When he was sure we were alone, he stepped close and said, “I didn’t know how much I missed that sound until I heard it just then.” Collin trailed his fingers along my waist. “Come on, let’s finish this and go home.”

I let Collin lead us out of the aisle, and although I kept my head down, I couldn’t stop my eyes from peeking up to look around the front of the store for Knox. A faint sigh of relief escaped my lips when I only saw a few women in the brief glance I’d allowed myself, but soon died when I felt that familiar energy. It took all my strength not to turn around. No matter how much I wanted one more glimpse of him, I knew I couldn’t while I was standing next to Collin. Not only would my husband notice, but it would kill me to see that same look of betrayal and pain that Knox had worn the night of the fund-raiser when he’d watched me with a man he hated.

Keeping my eyes trained to the floor, I held my body stiff and once again forced myself to walk away from where I’d left my heart.

Knox

Present Day—Richland

MY BODY TENSED as I watched them walk out of the aisle a couple of minutes later. A growl came from low in my chest as her husband wrapped his arm around her waist, and without giving myself a second to think about what I was going to do, I took three steps in their direction before a strong hand came down on my shoulder to stop me.

I jerked to a stop and my head whipped to the side to glare at whoever had stopped me, and found Pete laughing so hard, no sound was coming out. I started to step away from him, but those few moments were what I’d needed in order to breathe and remember what could happen to Harlow if I were to try to approach her in front of her husband.

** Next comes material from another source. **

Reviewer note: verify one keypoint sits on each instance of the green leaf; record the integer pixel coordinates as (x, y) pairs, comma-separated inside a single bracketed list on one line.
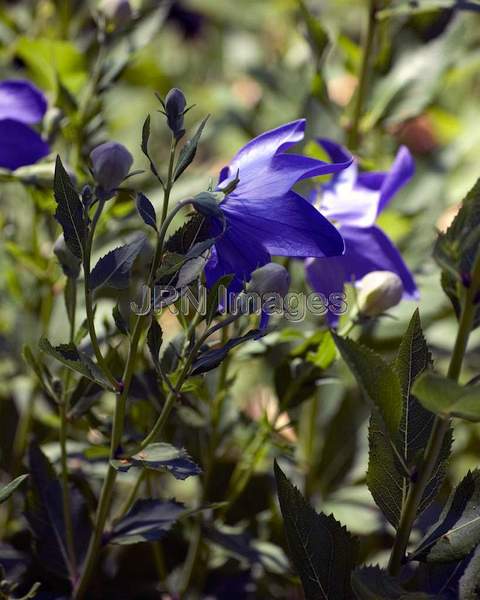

I forced my body to relax—a process that took longer than it should have—and plastered a smile as I turned to look at the other guys, who were laughing as hard as Pete was. I was just glad they hadn’t seen Harlow with her husband; I didn’t need that shit from them. “What did I miss?”

Everyone sobered up when distinct tones went off on our radios, followed by a dispatcher’s voice calling out which engines, ladders, and battalions were needed to go out to a structure fire. Before the dispatcher had even finished, we were already hurrying to the front of the store. The rest of the guys ran toward the truck, but Pete and I went to leave the cart containing bags of the vegetables and fruits we had managed to grab in the short time we’d been in there with an employee.

As we turned to head out, I caught a glimpse of Harlow walking toward the checkout lanes. Her face was filled with pain—not the kind I would expect when she was near her husband, but a kind I knew and felt deep. Pain because we were so close, but there was still so much separating us. Pain because we’d lost years, and didn’t know if we’d ever be able to make them up. Pain because I had always loved her, and knew she still loved me, and even after seven years, she was still technically untouchable.

Chapter 14

Harlow

Present Day—Richland

FLIP EGGS; DON’T burn the eggs. Flip eggs; don’t burn the eggs—they have to be perfect. Flip eggs; then grab the toast. Coffee . . . coffee comes last, I chanted ceaselessly to myself two days later. It was the only way to keep myself composed at that moment.

I slid the spatula under the edge of one of Collin’s eggs, and after checking the bottom of it, flipped it over, then did the same with the other. Don’t leave them long; they need to be perfect. Put away the bread. Grab the toast and butter it, then check the eggs again. I took a step away from the stove and reached for the loaf of bread, but my hand stilled on it when I finally noticed the unpleasant feeling moving through my veins. He’d come in silently, but I knew he was there.